Back /shin/ calf pumps probably.


----------



## DogBoy (Aug 11, 2009)

Trial and error....doses for everyone will be different depending on prior usage and such.


----------



## sizar (Nov 13, 2008)

only crazy pumps when training .. thats it .. no sides


----------



## Ironclad (Jun 23, 2009)

Made my head spin from HBP but it passed eventually. 50-60mg was good, I split the dose into 2


----------



## DogBoy (Aug 11, 2009)

sizar said:


> only crazy pumps when training .. thats it .. no sides


other than liver toxicity and a probable comprimised lipid profile


----------



## LiftHeavy (Oct 12, 2008)

i had no sides, some back pumps when doing deads and some widegrip pull ups but i still managed to do some cardio after my weight session.

I think its great stuff when ran quite high over a long period.
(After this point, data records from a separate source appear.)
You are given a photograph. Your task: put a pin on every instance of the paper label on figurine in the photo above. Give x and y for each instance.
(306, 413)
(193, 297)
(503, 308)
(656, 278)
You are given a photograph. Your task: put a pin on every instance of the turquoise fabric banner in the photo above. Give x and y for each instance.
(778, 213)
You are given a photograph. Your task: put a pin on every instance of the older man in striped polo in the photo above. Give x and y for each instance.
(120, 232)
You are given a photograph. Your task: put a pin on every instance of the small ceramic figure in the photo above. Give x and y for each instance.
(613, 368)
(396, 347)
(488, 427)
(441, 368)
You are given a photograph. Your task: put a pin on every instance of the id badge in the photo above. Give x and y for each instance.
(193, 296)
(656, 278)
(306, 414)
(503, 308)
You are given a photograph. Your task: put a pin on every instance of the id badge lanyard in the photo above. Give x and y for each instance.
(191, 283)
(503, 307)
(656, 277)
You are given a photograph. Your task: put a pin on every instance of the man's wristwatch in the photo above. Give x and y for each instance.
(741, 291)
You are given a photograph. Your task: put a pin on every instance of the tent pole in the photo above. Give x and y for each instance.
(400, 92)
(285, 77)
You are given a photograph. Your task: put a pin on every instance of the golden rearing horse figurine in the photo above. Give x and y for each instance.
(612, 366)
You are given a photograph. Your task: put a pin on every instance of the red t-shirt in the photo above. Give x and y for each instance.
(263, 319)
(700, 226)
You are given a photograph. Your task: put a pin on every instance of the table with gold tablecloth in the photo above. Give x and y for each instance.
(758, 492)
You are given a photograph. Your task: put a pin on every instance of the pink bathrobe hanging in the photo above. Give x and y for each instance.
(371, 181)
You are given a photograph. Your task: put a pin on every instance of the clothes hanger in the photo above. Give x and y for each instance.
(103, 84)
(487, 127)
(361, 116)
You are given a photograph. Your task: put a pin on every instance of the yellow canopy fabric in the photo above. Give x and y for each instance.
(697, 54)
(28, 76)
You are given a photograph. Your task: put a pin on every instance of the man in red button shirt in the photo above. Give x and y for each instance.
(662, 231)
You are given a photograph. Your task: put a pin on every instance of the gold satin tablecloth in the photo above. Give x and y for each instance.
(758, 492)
Sizar what brand did you use?


----------



## LiftHeavy (Oct 12, 2008)

dog boy tbol isnt that harsh on the liver no where near as bad as dbol or going out drinking each week


----------



## bravo9 (Nov 5, 2008)

i started of at 60mg split thru out the day for 2weeks then bumped up to 80mg for the last 5weeks mate,,


----------



## bravo9 (Nov 5, 2008)

DogBoy said:


> other than liver toxicity and a probable comprimised lipid profile


what you going on about man,, your making tbol out to be the most toxic oral out there when its one of the mildest


----------



## sizar (Nov 13, 2008)

LiftHeavy said:


> i had no sides, some back pumps when doing deads and some widegrip pull ups but i still managed to do some cardio after my weight session.
> 
> I think its great stuff when ran quite high over a long period.
> 
> Sizar what brand did you use?


pro chem 10mg tab .. and a band lab .. can't say .. i think you can guess those once were 20mg tab


----------



## DogBoy (Aug 11, 2009)

bravo9 said:


> what you going on about man,, your making tbol out to be the most toxic oral out there when its one of the mildest


eh? did i just say OMG oral turinabol is the most toxic oral going? Or did i just say its a liver toxic oral? Which it is! Hes asking what sides there are and liver toxicity is one of them.


----------



## LiftHeavy (Oct 12, 2008)

sizar which did you think wer best pro chem or the band lab?

Im looking at starting them again in feb and ive only tried pro chem never the bw


----------



## bravo9 (Nov 5, 2008)

DogBoy said:


> eh? did i just say OMG oral turinabol is the most toxic oral going? Or did i just say its a liver toxic oral? Which it is! Hes asking what sides there are and liver toxicity is one of them.


no i know that man, just how you replied to lift heavy's comment asif if was alot worse than what it is


----------



## sizar (Nov 13, 2008)

pro chem i think .. i don't know .. but i got some insane pump esp doing bicep and chest to a point i couldn't carry on .. and i was my leanest ever been 5% body fat .. vains were popping out every where .. kinda scary lol


----------



## bravo9 (Nov 5, 2008)

LiftHeavy said:


> sizar which did you think wer best pro chem or the band lab?
> 
> Im looking at starting them again in feb and ive only tried pro chem never the bw


only tried the banned lab me mate and were ace, so if the others are better they will be magical :thumbup1: ,, im also planning on starting again on tbol in mid feb and also might run along with the trendflow gel that winger and hacks did cycles of


----------



## LiftHeavy (Oct 12, 2008)

Ill b running mine along side 1g test and 500mg tren. Using 5ml each week of prochem trentest300


----------



## sizar (Nov 13, 2008)

sounds good mate.. i just started a test E cycle 1st injectable .. yesturday was 2nd week i have put on a stone .. :S i'm carrying some water .. so i don't know if all the weight is water or not .. my muscle feels much bigger and fuller .. legs gone wild lol this week will be kicking in .. i can feel oily skin coming and bloody other things too lol .. feel bit stronger already ..follow my log bro


----------



## DogBoy (Aug 11, 2009)

bravo9 said:


> no i know that man, just how you replied to lift heavy's comment asif if was alot worse than what it is


i replied to sizars comment and i just said its a liver toxic oral and will comprimise lipid profiles,please tell me how that is making it sound worse than it is?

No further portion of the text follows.